Q Why is the government planning to break up English Heritage?
A Following a consultation last winter, the Department for Culture, Media and Sport has concluded that its proposed "new model" will enable better protection and promotion of England’s heritage, while also providing the means to address a backlog of repair and conservation work.
The proposals seek to secure the future of the National Heritage Collection and make savings for the taxpayer through the eventual self-sufficiency of English Heritage, the government’s statutory advisory body on the historic environment.
Q What are the key elements of the new model?
A The government intends to split English Heritage into two distinct bodies. A new charitable trust will take on the control and management of heritage sites and carry on the English Heritage name. This body will receive a large amount of funding to tackle repair and conservation works and make these sites more accessible to more people.
English Heritage’s current planning and heritage protection role will be carried out by a new non-departmental public body called Historic England. The government aims to make the system better for owners, developers and infrastructure providers, cutting unnecessary bureaucracy.
Q How much funding will be available for heritage works?
A Some £80 million will be provided by the government, along with money raised by third parties, as part of a programme to remedy conservation defects, replace and restore exhibitions and enhance the visitor experience at heritage sites.

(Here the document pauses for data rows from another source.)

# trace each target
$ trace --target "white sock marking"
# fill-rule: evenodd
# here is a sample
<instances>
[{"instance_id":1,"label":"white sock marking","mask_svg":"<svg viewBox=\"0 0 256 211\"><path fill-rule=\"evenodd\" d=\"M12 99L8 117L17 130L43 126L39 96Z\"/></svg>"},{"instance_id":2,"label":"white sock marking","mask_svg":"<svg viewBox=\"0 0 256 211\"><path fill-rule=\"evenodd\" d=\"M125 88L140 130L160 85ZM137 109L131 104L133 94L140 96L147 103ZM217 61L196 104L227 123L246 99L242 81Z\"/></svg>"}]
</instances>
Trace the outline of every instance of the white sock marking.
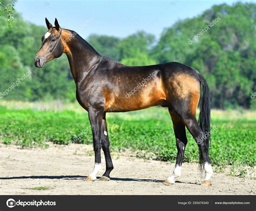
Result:
<instances>
[{"instance_id":1,"label":"white sock marking","mask_svg":"<svg viewBox=\"0 0 256 211\"><path fill-rule=\"evenodd\" d=\"M211 177L213 173L212 171L212 166L210 164L206 162L205 163L205 170L206 175L205 176L205 180L209 181L211 179Z\"/></svg>"},{"instance_id":2,"label":"white sock marking","mask_svg":"<svg viewBox=\"0 0 256 211\"><path fill-rule=\"evenodd\" d=\"M175 166L174 170L173 170L173 173L172 174L167 178L167 180L172 183L173 184L175 183L175 178L180 176L181 174L181 166Z\"/></svg>"},{"instance_id":3,"label":"white sock marking","mask_svg":"<svg viewBox=\"0 0 256 211\"><path fill-rule=\"evenodd\" d=\"M95 164L94 165L93 171L92 173L90 174L89 176L94 179L96 179L96 174L100 170L101 168L102 164L95 163Z\"/></svg>"}]
</instances>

Of this money, £52 million is allocated to address the highest priority defects. Despite concern among respondents to the consultation, the government is confident that this will be enough to tackle the repairs required.
The English Heritage charity will continue to receive grant-in-aid from the government on a declining basis until 2022/23, at which point it is expected to become self-financing. This was another area of concern for respondents. Many considered it an ambitious deadline for self-sufficiency, and regarded it as important that the charity could not draw on Historic England’s funding to meet any deficit.
Q How will the revised model affect English Heritage’s current duties and powers when it comes to planning and heritage protection?
A Despite being carried out by a different body, duties and powers in these areas will remain broadly the same. The proposals seek to enable provision of better and more responsive services and to give Historic England a more public-facing role, in particular in its dealings with heritage property owners.
The impact is likely to be limited to positive improvements to services, meaning that there should not be substantial changes for local authorities, developers or other bodies involved in heritage matters. While most respondents were pleased that there would not be significant modifications under Historic England, others wondered whether this would be a good opportunity for a more detailed review in the light of decreased central government funding and local authority resources.
Q To what extent has the government taken on board responses to the consultation?
A The consultation response fully sets out the comments received and the government’s response to them. While most respondents acknowledged the need for change and the benefits of the new model, some did have concerns.
In particular, consultees criticised the consultation for being "lighter" on the proposals for Historic England. The government has responded to this concern by promising to publish more information, including submitting Historic England’s corporate plan for public consultation. Once the new model is up and running, the government plans to conduct a triennial review from 2016/17 to assess Historic England’s functions and needs.
Respondents also requested more evidence of the resilience of the new model and the likelihood of achieving the targets set for fundraising. In response, the government has published a summary of the business case for the new model and has provided additional figures to support its calculations.
Emma Watton is a trainee solicitor at law firm Mills & Reeve.